Do not use uml skill if you need dashboard charts, business process notation, or broad architecture sketches that are better handled by another skill. It is also a poor fit when the goal is high-level brainstorming without fixed entities or relationships, because the syntax benefits from concrete inputs.

How to Improve uml skill

Give the diagram the facts that matter

The strongest uml install and usage results come from concrete inputs: names, roles, boundaries, key interactions, and the exact question the diagram should answer. For example, instead of “show my system,” say “show how a web client calls an API gateway, which routes to auth, orders, and billing services.” That improves layout, relationship choice, and overall usefulness.

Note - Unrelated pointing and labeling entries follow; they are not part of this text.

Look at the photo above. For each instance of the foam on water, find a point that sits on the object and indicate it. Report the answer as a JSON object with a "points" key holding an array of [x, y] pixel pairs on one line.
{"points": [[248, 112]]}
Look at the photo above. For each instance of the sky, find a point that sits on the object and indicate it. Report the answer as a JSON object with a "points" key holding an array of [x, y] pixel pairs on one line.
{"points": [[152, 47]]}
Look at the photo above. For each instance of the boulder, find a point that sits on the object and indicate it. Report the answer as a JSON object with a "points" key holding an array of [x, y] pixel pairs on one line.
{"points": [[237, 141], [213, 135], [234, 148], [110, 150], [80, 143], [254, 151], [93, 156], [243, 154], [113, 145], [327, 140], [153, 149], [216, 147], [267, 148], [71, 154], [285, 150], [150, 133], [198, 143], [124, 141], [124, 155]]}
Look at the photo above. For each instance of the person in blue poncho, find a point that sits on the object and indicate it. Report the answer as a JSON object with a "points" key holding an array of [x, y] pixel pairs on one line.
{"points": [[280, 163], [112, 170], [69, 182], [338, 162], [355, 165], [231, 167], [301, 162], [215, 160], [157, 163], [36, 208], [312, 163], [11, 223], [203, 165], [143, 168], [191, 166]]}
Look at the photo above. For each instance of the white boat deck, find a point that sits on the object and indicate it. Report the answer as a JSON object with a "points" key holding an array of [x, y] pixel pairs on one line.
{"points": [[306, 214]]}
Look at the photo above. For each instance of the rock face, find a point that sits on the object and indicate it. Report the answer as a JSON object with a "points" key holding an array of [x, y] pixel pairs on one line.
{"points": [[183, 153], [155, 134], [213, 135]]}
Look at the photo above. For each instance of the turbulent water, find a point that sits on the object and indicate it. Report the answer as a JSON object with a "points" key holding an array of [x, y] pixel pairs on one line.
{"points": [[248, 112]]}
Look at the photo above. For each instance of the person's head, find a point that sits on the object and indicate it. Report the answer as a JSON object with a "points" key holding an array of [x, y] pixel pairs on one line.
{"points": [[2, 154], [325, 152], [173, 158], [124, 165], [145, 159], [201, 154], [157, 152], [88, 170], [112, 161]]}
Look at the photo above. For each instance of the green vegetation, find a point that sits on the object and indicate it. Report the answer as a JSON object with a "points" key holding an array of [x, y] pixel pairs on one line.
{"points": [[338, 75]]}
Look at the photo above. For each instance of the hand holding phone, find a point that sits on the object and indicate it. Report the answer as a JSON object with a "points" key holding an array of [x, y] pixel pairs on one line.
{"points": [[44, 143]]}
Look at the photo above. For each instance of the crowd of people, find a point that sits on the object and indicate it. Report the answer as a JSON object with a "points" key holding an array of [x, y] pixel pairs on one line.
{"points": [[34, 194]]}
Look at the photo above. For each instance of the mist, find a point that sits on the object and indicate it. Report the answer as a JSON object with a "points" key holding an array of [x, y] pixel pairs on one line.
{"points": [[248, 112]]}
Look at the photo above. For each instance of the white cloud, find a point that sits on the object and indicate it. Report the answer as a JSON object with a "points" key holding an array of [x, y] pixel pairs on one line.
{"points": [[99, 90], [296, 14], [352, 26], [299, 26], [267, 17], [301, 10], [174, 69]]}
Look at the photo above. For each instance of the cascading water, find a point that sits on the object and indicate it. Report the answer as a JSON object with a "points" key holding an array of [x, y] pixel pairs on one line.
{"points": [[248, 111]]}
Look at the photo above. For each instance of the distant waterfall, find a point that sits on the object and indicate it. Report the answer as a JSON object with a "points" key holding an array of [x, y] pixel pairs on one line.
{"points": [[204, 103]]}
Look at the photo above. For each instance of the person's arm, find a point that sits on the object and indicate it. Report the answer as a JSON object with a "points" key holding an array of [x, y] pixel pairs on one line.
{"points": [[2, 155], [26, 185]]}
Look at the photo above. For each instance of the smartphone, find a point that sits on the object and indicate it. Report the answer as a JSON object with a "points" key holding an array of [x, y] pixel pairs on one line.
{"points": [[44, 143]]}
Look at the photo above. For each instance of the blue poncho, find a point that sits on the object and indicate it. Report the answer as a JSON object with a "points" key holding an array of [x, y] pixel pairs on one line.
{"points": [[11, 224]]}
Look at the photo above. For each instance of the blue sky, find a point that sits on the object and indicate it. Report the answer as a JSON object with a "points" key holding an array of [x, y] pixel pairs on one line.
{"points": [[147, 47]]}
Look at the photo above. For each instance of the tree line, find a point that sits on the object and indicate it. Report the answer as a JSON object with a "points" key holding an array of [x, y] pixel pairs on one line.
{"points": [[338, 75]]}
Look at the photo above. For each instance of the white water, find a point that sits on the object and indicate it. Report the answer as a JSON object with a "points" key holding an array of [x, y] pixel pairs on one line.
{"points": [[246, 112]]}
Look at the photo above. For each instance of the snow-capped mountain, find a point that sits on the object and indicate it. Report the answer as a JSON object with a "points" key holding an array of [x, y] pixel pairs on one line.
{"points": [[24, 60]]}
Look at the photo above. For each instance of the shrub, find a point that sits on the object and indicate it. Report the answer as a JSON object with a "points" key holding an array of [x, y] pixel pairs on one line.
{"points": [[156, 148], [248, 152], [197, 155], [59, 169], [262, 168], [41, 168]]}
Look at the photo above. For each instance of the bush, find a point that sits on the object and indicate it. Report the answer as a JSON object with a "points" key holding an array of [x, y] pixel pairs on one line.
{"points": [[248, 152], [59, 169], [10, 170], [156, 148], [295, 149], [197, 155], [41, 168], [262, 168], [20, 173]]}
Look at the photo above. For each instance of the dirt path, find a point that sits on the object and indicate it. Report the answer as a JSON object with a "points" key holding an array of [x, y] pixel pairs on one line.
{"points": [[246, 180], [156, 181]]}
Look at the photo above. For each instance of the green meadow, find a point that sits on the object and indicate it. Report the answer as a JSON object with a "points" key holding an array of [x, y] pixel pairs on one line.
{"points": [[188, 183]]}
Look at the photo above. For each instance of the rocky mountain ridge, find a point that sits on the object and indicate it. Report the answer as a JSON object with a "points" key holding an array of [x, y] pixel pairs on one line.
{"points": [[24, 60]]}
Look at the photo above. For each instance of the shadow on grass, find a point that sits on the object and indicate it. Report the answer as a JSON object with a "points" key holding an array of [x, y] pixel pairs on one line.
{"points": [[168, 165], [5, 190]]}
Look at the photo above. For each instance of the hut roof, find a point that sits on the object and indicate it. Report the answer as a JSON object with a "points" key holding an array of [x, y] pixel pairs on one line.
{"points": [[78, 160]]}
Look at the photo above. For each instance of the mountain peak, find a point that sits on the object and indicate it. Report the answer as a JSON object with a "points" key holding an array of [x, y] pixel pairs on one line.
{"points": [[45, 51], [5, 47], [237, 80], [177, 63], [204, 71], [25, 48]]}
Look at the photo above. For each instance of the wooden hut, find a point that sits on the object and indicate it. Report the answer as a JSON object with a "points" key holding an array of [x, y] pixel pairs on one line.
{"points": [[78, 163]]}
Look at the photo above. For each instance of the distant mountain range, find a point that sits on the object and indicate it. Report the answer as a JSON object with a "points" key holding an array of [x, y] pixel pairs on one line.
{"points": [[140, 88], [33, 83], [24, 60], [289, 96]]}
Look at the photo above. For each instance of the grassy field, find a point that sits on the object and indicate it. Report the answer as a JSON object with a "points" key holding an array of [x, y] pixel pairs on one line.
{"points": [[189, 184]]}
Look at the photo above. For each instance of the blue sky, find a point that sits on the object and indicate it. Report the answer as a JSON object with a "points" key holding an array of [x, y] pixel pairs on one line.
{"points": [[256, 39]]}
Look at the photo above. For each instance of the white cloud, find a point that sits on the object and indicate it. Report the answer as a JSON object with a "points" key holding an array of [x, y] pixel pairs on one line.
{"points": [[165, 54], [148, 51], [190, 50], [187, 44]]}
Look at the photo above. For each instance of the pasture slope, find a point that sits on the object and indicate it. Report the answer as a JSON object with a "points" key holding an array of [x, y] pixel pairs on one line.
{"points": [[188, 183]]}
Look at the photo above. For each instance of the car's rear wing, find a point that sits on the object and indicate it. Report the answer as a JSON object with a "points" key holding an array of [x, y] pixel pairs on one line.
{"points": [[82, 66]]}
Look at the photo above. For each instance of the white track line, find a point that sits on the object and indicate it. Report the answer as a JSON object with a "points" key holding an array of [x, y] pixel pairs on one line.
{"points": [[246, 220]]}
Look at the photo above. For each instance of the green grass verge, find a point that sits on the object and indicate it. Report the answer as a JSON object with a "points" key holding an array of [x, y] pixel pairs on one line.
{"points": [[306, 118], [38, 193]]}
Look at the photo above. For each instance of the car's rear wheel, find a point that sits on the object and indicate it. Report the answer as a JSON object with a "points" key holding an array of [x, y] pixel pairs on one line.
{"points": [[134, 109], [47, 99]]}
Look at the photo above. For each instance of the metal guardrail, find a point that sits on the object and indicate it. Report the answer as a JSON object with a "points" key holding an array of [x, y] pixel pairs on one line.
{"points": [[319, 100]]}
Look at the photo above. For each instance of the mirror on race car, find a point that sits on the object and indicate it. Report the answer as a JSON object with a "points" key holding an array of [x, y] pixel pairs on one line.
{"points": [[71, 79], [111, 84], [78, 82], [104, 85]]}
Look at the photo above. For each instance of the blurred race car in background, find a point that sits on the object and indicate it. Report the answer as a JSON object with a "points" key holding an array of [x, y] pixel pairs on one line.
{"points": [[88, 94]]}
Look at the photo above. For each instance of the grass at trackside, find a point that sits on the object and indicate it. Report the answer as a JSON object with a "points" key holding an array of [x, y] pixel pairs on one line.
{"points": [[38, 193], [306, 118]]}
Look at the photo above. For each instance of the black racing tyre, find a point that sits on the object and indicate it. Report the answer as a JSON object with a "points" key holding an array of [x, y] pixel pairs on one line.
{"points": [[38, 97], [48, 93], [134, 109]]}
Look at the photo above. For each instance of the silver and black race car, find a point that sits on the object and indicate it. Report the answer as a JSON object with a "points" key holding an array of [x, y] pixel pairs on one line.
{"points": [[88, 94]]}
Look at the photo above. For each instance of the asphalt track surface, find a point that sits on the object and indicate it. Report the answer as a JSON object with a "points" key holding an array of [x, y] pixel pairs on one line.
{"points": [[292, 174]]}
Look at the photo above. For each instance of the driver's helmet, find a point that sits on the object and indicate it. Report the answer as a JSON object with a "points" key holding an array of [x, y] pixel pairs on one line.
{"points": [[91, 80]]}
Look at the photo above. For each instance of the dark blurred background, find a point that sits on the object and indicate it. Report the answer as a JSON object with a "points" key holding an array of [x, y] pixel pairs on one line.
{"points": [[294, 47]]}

Specify scope, not just content

A common failure mode is overstuffed diagrams. Improve the uml skill output by telling it what to leave out: “exclude internal helper classes,” “show only the happy path plus one error branch,” or “limit the component diagram to public interfaces.” This keeps the diagram readable and avoids unnecessary nodes.

Iterate from the first render

If the first diagram is too dense, ask for a narrower version, fewer labels, or a different diagram type. If the result is structurally right but visually messy, request naming cleanup, aliasing, or skinparam adjustments. If it misses meaning, add the missing relationship types or sequence steps and regenerate. The best uml guide workflow is usually two passes: structure first, styling second.